Advent has always been important to me, a gradual walk into the darkness towards the manger. Anyone who has ever held a newborn will know the vulnerability but also their awe inspiring power. This year there is an added dimension. A couple of weeks ago I was on silent retreat at a Carmelite priory and heard read aloud those wonderful passages from Isaiah – the ones that begin Handel’s “Messiah”. The penny dropped that, alongside the power of that tiny being, something huge is also happening and that those two things were about to converge.
Which brings me back to this afternoon. The Carols from King’s at 3pm on Christmas Eve always mark the beginning of Christmas for me, but today I felt antsy and irritated at the “holiness” of it all.
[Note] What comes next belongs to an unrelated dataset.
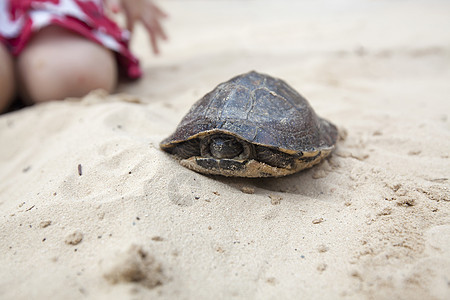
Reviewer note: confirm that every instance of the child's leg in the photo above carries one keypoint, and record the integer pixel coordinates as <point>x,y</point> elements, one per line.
<point>7,81</point>
<point>57,64</point>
Then came a reading which grounded me, by a woman who sounded like a regular person and seemed very sincere.
Listening intently for the source of my discomfort, I was struck for the first time how much the Victorians tried to tame Jesus and how that’s not actually possible. The carols I grew up singing are mainly about gentleness and mildness. The power of kingship is there and may have meant something to the original writer but how much does it really mean to us now. Are we just paying lip service?
In today’s world we persuade ourselves of Jesus’s gentleness and mildness at our peril. Even worse, we try to emulate it, telling ourselves we are “nice” people. Jesus cannot and should not be tamed. What the world needs is the power of a people acting radically out of love, as he did.